Extracted Text

I have come across my first images that have "Extracted Text", working on Chinese Exclusion Act records, specifically 27160/1, Fong Mon Song. Questions:

  1. Do we cut and paste the extraction into the transcription box?
  2. Then make corrections by comparing the extraction to the document? 
  3. Do we add information that the extraction missed altogether?
  4. I don't find any instructions that address how we are to handle/process. 

Thanks...

  • Thanks for your questions.  We just launched this code over the weekend, so we were unable to communicate instructions yet.  If your record contains extracted text, you are welcome to follow the steps you included in your questions.  That's exactly how we recommend you use it.  In many cases, due to the complexity of our records, the extracted text may not be completely accurate, so human eyes are really important.

    Please note that we encountered some problems with the Catalog after the code for this and other updates were added this weekend.  As a result the new extracted text feature will be removed today (6/24/2024) and will be added back in again very soon.

    Please let us know if you have any additional questions.

    Sincerely,

    Community Manager, National Archives Catalog

  • Thanks for your prompt answer. I suspected that is how we'd proceed, but thought I should check first. 

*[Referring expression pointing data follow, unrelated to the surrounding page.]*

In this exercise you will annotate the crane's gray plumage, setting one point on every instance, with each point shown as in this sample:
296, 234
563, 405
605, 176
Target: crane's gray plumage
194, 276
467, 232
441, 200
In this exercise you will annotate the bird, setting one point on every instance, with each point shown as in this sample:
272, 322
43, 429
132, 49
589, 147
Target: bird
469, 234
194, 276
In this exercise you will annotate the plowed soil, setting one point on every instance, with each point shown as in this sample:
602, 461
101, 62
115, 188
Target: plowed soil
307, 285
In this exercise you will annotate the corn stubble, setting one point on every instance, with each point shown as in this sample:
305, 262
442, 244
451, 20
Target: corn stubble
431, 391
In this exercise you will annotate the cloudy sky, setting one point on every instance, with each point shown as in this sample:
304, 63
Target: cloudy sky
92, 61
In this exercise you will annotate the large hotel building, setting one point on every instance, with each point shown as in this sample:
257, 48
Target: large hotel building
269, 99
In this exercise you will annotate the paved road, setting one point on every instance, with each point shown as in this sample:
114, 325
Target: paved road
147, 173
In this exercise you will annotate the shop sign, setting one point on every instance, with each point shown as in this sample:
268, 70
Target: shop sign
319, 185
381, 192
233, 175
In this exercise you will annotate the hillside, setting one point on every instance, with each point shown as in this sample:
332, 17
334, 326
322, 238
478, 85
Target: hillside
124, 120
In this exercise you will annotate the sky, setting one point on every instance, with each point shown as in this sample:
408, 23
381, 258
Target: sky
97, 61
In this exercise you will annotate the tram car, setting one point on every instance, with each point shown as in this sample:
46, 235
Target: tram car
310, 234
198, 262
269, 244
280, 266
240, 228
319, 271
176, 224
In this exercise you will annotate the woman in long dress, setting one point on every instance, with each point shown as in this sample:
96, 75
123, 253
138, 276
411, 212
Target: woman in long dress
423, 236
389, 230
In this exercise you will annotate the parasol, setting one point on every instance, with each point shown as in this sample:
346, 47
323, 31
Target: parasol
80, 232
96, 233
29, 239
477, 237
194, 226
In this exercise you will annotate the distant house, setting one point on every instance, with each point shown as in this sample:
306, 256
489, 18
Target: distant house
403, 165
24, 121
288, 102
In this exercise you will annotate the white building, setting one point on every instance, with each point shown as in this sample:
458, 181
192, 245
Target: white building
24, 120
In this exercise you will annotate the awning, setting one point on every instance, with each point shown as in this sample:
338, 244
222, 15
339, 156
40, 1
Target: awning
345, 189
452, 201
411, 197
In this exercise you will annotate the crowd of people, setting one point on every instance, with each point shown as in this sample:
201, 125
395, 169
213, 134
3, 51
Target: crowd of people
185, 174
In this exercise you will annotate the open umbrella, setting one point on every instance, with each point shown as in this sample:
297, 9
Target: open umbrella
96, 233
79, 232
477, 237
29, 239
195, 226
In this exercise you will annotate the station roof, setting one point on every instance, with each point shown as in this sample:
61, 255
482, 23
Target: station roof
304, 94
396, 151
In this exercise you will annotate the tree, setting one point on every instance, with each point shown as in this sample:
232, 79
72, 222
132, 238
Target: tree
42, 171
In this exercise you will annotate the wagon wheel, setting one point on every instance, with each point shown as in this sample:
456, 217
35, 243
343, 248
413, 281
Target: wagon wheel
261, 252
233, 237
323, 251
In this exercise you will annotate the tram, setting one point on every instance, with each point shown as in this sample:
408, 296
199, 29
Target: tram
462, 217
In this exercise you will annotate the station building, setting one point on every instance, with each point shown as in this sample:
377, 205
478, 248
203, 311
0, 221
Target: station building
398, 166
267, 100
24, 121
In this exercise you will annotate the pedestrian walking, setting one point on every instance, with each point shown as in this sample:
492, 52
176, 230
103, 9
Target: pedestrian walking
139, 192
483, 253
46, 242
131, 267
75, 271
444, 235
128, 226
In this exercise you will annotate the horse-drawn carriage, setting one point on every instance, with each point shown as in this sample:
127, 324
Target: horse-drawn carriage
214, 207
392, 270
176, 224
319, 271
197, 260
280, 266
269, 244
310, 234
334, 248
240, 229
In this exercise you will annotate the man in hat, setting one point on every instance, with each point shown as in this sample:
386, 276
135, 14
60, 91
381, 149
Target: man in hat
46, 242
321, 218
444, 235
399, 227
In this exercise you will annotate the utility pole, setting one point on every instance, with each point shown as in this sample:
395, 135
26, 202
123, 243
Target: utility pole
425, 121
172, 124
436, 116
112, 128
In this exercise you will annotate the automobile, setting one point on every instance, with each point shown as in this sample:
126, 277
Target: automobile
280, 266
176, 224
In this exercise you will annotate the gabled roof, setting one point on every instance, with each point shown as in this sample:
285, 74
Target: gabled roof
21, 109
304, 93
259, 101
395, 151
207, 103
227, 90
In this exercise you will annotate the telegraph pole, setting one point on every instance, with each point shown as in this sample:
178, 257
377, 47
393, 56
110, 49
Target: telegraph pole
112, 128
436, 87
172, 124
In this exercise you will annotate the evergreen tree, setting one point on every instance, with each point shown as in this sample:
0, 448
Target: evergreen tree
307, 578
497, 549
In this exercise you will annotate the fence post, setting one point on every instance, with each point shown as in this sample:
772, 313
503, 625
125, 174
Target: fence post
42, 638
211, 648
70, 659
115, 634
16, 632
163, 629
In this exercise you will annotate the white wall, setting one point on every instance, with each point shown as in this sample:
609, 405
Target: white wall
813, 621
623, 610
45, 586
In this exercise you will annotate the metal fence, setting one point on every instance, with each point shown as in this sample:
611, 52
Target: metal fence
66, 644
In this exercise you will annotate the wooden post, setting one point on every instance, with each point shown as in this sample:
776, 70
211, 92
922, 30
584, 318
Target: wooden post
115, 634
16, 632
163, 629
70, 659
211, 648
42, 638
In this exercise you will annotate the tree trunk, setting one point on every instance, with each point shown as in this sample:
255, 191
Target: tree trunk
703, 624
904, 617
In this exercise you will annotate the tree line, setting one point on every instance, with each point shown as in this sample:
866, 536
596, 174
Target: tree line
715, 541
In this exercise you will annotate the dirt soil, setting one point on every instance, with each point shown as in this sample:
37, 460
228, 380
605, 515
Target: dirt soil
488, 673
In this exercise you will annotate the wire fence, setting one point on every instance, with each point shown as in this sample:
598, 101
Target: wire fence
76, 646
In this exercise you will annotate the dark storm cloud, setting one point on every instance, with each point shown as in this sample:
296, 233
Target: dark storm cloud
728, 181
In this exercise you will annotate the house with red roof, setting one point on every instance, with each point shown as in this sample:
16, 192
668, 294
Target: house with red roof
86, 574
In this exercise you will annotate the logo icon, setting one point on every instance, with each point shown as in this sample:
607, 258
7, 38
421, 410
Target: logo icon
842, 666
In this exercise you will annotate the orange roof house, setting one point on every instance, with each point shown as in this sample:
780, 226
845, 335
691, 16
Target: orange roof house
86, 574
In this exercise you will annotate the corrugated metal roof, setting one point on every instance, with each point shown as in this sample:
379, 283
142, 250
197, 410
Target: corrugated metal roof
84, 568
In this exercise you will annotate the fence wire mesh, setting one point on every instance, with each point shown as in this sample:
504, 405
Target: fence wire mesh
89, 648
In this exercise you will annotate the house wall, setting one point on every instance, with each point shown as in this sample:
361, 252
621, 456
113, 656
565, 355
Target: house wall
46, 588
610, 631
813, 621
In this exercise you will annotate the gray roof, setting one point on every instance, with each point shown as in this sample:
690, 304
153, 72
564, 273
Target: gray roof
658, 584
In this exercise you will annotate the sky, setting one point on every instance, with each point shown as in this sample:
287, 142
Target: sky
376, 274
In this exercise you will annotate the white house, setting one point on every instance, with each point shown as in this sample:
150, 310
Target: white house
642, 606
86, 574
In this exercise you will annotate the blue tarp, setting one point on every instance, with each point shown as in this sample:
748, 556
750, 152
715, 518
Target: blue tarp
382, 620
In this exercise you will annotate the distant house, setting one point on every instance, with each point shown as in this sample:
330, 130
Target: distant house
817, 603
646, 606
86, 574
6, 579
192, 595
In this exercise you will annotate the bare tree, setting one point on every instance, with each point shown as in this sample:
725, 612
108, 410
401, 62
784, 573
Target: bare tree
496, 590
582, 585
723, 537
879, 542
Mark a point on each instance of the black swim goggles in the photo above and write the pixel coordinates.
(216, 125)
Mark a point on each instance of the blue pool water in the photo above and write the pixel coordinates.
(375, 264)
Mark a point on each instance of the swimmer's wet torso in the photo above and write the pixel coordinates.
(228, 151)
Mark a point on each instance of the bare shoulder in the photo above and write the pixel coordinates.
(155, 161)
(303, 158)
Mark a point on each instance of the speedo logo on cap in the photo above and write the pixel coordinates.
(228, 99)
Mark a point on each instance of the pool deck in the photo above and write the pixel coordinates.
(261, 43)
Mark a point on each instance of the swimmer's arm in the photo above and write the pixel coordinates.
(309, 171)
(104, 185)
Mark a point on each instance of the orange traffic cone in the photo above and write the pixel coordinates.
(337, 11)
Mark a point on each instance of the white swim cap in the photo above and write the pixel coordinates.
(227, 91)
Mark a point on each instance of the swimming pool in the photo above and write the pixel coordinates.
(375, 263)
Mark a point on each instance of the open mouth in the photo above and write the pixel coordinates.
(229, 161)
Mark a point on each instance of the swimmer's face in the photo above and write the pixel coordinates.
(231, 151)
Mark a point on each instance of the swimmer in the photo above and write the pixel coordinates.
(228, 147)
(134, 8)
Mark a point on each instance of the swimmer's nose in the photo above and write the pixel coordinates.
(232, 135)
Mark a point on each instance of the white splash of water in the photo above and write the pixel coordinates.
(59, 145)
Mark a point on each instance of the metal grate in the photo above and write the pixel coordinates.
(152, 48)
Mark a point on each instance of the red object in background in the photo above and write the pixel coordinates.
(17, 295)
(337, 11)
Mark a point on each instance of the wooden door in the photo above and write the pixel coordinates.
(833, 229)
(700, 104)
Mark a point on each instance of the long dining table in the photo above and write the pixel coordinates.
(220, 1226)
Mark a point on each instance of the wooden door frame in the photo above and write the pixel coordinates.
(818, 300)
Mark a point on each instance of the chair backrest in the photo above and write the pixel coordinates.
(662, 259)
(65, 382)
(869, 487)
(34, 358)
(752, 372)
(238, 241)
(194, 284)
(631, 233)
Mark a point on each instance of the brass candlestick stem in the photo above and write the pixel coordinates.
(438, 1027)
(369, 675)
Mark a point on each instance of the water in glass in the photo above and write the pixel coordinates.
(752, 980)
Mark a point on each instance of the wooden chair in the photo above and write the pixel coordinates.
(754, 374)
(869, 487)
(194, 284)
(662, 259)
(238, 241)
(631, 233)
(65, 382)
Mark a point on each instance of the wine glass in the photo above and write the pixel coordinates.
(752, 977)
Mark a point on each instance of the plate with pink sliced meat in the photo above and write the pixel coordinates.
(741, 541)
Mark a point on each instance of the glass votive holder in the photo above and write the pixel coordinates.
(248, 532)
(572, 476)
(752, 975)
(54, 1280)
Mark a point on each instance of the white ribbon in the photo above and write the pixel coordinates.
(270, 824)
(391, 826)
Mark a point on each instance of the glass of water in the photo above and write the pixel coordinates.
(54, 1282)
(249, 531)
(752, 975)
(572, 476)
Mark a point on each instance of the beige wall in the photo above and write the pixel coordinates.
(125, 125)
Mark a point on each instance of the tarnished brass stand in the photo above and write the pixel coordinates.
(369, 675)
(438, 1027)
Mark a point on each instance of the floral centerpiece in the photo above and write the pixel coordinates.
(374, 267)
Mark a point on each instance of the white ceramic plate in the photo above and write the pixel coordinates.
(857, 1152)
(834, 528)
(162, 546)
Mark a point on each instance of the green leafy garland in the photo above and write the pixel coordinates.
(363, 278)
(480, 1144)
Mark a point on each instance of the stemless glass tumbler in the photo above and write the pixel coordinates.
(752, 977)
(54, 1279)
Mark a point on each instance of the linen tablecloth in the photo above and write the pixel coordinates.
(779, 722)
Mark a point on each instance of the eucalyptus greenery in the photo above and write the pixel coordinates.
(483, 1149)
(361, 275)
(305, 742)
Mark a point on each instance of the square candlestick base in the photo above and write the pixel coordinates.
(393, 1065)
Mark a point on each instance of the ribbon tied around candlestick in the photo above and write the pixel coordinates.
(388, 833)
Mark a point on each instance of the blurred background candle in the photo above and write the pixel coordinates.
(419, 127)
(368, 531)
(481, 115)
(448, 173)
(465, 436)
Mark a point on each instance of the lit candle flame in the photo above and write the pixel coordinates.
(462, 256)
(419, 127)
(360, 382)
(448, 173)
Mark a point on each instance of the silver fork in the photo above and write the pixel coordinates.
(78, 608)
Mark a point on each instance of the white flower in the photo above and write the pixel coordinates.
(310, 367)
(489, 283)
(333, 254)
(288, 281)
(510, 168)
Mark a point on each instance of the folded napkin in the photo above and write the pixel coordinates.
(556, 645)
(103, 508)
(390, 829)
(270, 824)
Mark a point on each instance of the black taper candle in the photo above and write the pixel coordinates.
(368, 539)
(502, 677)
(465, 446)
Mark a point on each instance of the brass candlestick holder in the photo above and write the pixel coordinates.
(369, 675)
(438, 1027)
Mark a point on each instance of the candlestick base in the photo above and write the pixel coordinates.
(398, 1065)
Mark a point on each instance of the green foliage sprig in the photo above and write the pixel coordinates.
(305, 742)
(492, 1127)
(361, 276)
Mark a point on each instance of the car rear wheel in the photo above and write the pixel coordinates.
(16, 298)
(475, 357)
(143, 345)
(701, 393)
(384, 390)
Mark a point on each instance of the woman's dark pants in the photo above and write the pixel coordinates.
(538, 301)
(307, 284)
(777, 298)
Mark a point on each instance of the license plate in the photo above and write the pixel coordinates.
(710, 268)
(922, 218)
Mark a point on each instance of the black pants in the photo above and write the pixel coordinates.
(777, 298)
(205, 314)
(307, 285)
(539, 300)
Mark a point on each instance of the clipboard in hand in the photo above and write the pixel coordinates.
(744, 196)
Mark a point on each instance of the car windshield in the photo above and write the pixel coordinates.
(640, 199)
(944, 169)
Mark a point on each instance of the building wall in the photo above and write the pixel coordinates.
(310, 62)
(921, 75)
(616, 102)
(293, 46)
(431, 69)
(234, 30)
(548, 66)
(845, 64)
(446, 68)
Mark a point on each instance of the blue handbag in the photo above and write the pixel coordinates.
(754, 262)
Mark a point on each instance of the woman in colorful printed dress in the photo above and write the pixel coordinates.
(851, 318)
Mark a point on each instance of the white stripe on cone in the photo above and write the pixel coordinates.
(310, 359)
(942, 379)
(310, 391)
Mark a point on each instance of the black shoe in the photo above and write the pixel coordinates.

  • This is a very valuable tool for transcription. It allows us to be proof readers and layout editors instead of mere typists. Please provide us with this feature as soon as possible.

  • Extracted text suddenly appeared and then suddenly disappeared.  It was very helpful when I was transcribing Air Medal Decoration cards - and the extracted text was really good.  Will the extracted text be searchable for users?  If so, should the documents still be transcribed (and saw the explanation from you)?  I've always wondered why those cards were OCR'ed anyway as I thought it would be a good candidate for it anyway.

    I look forward to the return of extracted text.  Nice job and hope you can work the bugs out.

  • We expect this feature to return (permentatly) by the end of July if not sooner.

    Community Manager, National Archives Catalog

  • We're happy to hear you like this new feature.  We encountered some problems with the Catalog after the code for this and other updates were added this weekend.  As a result the new extracted text feature was removed on 6/25/2024) and it expected that it will be added back in within the month.

    Once the Extracted Text panel has been returned to the Catalog we will share information, hints, and tips about this field on the HELP page linked from the top of every page in the Catalog.  Additionally we will share information in the National Archives Catalog Newsletter.  Be sure you are subscribed, this is where we share Catalog Hints and Tips.

    Please let us know if you have any additional questions.

    Community Manager, National Archives Catalog

  • I'm very happy to see the Extracted Text feature. It actually echoes, I think, what has been my general workflow for typed or typeset materials: (1) download the page image, (2) process the image to create a cleaner input for the OCR software to read, (3) read the image with OCR software — in my case, a rather old version of Abbyy FineReader— (4) proof the result against the original downloaded image, and, (5) upload the results.

    Can you describe your workflow at the Archives? I imagine it's rather more automated than the artisanal process I described.

    In general, the material I've been seeing since Extracted Text is now visible to us is that it's impressively accurate. Certainly more so than the process I've described above. Is your software that much better? Or is it the image pre-read prep? Or both or something else?

    Best regards
    Art